11. Bearing in mind the above settled legal position and reverting to the

facts of the case in hand, we are of the considered opinion that here also, the

informant has alleged that applicant-accused assured to marry her. Therefore,

as such, there was no promise to marry at all. In the light of such material on

record, it is improper to attribute any false promise or cheating by promising

929-CriAppln-2423-2020.odt

to marry and thereafter seeking consent to maintain physical relations. On

taking survey of entire material available before us, we are more than

convinced that whatever intimacy or relations and sexual encounters allegedly

took place between informant and applicant and moreover, which had spread

for a span of almost two years, were nothing but consensual. The FIR about

the instances which began in September-October 2015 has been reported to

the police directly on 05.07.2020 i.e. almost after four to five years. The

informant herself has admitted that she lived and moved with the applicant as

his wife. Consequently, there is room to infer that the FIR is with oblique

motive and there is substance in the case of applicant that the FIR is offshoot

of FIR at his instance against informant for commission of offence under

Section 420 of IPC.

12. Time and again the Hon'ble Apex court had reiterated that powers

under Section 482 of Cr.P.C. must be exercised in two contingencies, i.e.

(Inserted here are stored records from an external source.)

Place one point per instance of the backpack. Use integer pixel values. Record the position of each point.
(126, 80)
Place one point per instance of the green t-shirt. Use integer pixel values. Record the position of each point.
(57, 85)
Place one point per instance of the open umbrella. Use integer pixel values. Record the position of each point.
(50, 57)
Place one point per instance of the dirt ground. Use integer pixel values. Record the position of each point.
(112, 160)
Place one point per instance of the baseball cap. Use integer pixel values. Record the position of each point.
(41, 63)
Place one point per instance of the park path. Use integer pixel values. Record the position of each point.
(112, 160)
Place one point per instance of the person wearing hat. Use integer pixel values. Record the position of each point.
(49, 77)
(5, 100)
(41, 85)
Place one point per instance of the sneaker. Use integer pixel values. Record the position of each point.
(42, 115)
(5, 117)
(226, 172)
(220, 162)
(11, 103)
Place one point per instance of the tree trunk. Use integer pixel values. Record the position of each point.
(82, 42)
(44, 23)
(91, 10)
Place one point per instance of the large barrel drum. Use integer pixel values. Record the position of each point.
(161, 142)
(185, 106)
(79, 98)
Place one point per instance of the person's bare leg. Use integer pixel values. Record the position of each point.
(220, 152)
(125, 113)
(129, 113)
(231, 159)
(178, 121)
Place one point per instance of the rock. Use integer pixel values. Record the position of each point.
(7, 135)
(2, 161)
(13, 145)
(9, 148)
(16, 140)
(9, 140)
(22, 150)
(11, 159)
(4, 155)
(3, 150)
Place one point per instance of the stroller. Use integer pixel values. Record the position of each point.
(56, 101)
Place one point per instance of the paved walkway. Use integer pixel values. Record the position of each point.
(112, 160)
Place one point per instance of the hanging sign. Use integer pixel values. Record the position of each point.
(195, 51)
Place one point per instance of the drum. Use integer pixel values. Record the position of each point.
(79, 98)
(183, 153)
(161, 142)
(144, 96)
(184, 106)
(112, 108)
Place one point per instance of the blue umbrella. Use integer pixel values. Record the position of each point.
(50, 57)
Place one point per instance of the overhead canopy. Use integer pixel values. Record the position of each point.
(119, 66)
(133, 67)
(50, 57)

firstly, to prevent the abuse of process of law and secondly, for securing the

ends of justice. In the light of such precedent, here we find the case in hand

also to be prima facie disclosing initiation of criminal proceedings which

apparently amounts to abuse of process of law. If such proceedings are allowed

to be continued, it would definitely render injustice to the applicant.

Therefore, for securing the ends of justice, we are inclined to grant the relief

as prayed and accordingly proceed to pass following order:

929-CriAppln-2423-2020.odt

ORDER

I. The application is allowed in terms of prayer clauses [B] and [B-1].

II.      The application is accordingly disposed off.



     (ABHAY S. WAGHWASE, J.)                     (SMT. VIBHA KANKANWADI, J.)